Yes, all good points Steve, I don't disagree. I think that "enemy of my enemy" thing is wishful thinking on the part of AMD backers. Sun's management is going to sabre-rattle in press releases but not when they're thinking about the bottom line.

However, I want to comment on one of your points. If a substantial vendor like Sun/Cobalt comes with sufficient volume projections to AMD and says, "We'll go with your processor despite your relative corporate weakness to Intel, but we need to be assured of supply at the following levels through the following dates at the following prices", and AMD says "No", then one of two things must be true. Either a) AMD can't really compete because of all the reasons you state, in which case AMD isn't really *in* this long-term wholesale business for trailing-edge processors and are fooling themselves if they believe they are, or b) AMD doesn't *want* to be in that business, in which case the people on the AMD thread are fooling themselves.

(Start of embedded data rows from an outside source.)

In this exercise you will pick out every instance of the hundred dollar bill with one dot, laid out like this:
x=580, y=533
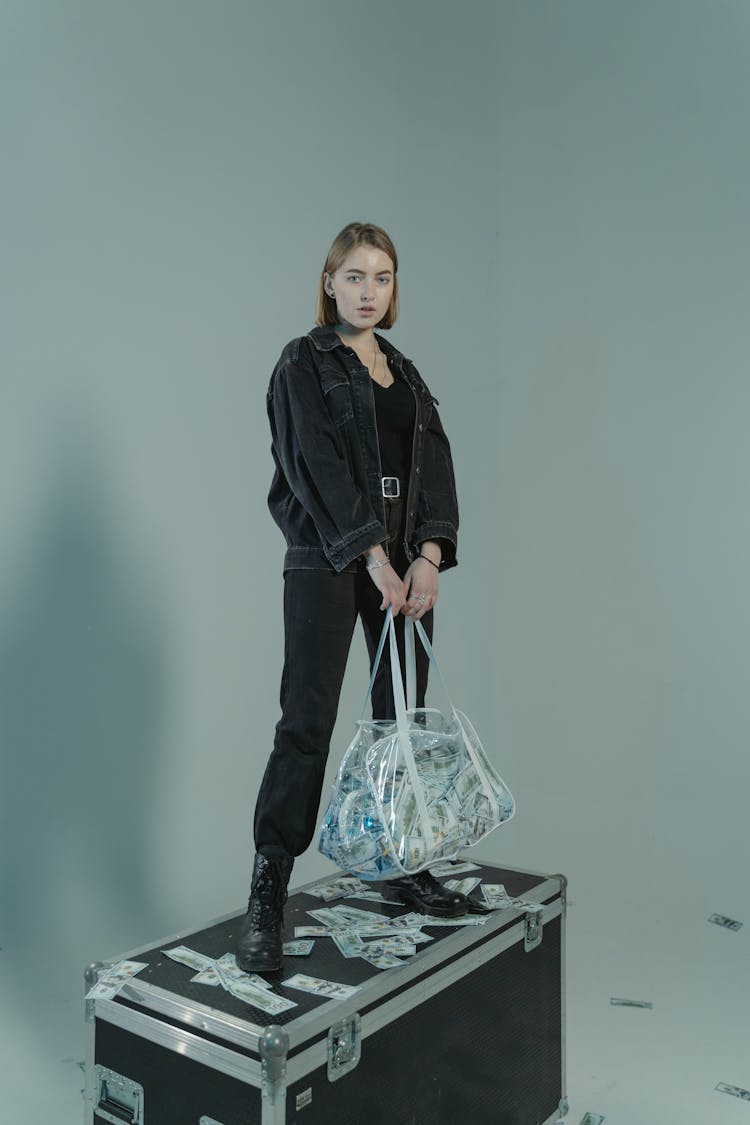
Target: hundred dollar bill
x=735, y=1091
x=208, y=977
x=319, y=987
x=382, y=960
x=348, y=943
x=368, y=896
x=189, y=957
x=462, y=885
x=337, y=888
x=260, y=998
x=496, y=896
x=350, y=914
x=452, y=869
x=328, y=917
x=297, y=948
x=726, y=923
x=231, y=970
x=113, y=980
x=391, y=945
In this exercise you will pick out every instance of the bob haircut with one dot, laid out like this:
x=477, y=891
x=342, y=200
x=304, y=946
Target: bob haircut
x=353, y=235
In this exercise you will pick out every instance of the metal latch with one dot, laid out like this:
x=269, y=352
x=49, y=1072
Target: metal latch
x=534, y=927
x=119, y=1099
x=344, y=1046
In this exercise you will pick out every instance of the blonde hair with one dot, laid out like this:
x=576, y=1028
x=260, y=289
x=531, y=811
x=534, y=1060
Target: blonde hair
x=353, y=235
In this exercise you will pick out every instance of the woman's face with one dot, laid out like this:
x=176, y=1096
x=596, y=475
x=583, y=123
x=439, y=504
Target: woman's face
x=362, y=287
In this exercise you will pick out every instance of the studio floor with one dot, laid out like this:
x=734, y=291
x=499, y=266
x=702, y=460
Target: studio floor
x=656, y=1065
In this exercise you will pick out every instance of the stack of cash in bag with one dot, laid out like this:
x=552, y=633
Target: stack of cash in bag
x=372, y=825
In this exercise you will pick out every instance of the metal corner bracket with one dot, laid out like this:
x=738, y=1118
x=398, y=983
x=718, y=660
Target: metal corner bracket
x=344, y=1046
x=273, y=1046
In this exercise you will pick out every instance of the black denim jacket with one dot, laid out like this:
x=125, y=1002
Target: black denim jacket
x=326, y=493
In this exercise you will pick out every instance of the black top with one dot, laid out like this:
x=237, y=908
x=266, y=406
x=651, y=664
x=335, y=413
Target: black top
x=395, y=414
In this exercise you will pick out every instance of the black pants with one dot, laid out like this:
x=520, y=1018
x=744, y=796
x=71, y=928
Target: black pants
x=319, y=612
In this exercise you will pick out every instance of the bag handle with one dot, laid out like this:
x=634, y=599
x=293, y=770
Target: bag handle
x=400, y=703
x=409, y=650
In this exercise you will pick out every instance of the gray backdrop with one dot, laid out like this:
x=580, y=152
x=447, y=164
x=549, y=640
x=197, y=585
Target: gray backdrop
x=567, y=185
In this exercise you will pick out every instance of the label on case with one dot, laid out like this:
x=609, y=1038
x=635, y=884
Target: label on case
x=305, y=1098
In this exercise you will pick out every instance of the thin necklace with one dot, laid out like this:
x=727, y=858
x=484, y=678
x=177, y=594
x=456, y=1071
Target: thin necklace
x=375, y=362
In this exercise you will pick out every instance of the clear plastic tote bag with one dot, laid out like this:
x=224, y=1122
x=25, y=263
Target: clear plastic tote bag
x=414, y=790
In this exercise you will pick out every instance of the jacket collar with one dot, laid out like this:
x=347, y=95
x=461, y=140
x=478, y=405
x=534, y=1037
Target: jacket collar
x=325, y=339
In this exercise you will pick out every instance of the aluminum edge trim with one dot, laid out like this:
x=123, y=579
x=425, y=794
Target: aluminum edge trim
x=88, y=1076
x=187, y=932
x=316, y=1055
x=319, y=1019
x=181, y=1042
x=563, y=1005
x=193, y=1014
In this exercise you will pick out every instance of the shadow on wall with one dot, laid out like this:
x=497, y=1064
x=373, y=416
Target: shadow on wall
x=82, y=684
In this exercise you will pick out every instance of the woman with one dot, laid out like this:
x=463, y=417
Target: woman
x=364, y=493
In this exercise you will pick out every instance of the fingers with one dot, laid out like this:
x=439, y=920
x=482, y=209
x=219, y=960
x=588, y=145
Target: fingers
x=422, y=587
x=418, y=604
x=390, y=586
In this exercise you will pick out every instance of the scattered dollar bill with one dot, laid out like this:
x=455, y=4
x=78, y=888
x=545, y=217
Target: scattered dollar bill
x=392, y=945
x=319, y=987
x=227, y=965
x=297, y=948
x=462, y=885
x=348, y=943
x=452, y=869
x=113, y=979
x=462, y=920
x=332, y=917
x=247, y=987
x=382, y=960
x=189, y=957
x=260, y=998
x=735, y=1091
x=496, y=896
x=417, y=920
x=368, y=896
x=337, y=888
x=207, y=977
x=726, y=923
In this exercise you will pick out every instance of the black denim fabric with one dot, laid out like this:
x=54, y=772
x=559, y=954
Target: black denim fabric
x=321, y=610
x=326, y=493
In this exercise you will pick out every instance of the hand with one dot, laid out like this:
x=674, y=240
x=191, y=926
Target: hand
x=421, y=582
x=390, y=586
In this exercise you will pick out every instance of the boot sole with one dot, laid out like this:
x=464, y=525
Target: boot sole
x=405, y=898
x=260, y=966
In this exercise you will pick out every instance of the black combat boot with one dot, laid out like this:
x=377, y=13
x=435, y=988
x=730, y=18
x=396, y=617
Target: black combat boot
x=259, y=945
x=424, y=893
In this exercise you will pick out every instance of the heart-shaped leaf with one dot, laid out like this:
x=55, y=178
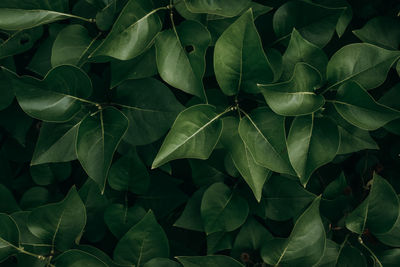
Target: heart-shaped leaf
x=254, y=174
x=239, y=59
x=378, y=212
x=263, y=132
x=312, y=142
x=194, y=134
x=58, y=98
x=306, y=241
x=222, y=209
x=356, y=106
x=59, y=224
x=98, y=137
x=180, y=56
x=363, y=63
x=127, y=39
x=296, y=96
x=144, y=241
x=149, y=117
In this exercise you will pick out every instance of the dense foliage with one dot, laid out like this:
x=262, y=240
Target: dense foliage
x=199, y=133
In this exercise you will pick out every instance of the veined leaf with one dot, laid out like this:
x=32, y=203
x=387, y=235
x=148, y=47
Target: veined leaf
x=356, y=106
x=98, y=137
x=239, y=59
x=378, y=212
x=180, y=56
x=132, y=33
x=312, y=142
x=364, y=63
x=222, y=209
x=149, y=116
x=194, y=134
x=224, y=8
x=263, y=133
x=305, y=245
x=59, y=224
x=254, y=174
x=58, y=98
x=296, y=96
x=144, y=241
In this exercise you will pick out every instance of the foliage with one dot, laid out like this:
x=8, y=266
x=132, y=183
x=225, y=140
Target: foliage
x=199, y=133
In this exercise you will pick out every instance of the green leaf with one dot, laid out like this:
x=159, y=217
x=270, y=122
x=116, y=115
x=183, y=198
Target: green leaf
x=314, y=22
x=304, y=247
x=149, y=117
x=56, y=142
x=312, y=142
x=191, y=217
x=59, y=224
x=296, y=96
x=9, y=237
x=222, y=209
x=284, y=198
x=251, y=237
x=98, y=137
x=378, y=212
x=224, y=8
x=356, y=106
x=194, y=134
x=239, y=59
x=128, y=173
x=381, y=31
x=144, y=241
x=142, y=66
x=58, y=98
x=363, y=63
x=20, y=19
x=254, y=174
x=209, y=261
x=132, y=33
x=76, y=257
x=180, y=56
x=70, y=45
x=263, y=133
x=120, y=218
x=301, y=50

It seems more likely that people on a bulletin board are fooling themselves than AMD management, but one never knows.

In either case, what you're saying really adds up to the fact that AMD is not even *in* the business that they need to be in to be selected as the CPU vendor for the X-box or the Cobalt box or anything that has an ongoing production time horizon further out than the duration of a pimply overclocker's wet dream. It's not a matter of being outmaneuvered by a rival. It's a matter of a bus company losing business to an airline.

If AMD *does* want to be in that business, they would find a way to work around the limitations you mention and get into it one way or another. If it's impossible for them to do so despite strategic ambitions in that direction, then IMHO it proves that they do in fact remain in business *at all* at the pleasure of Intel.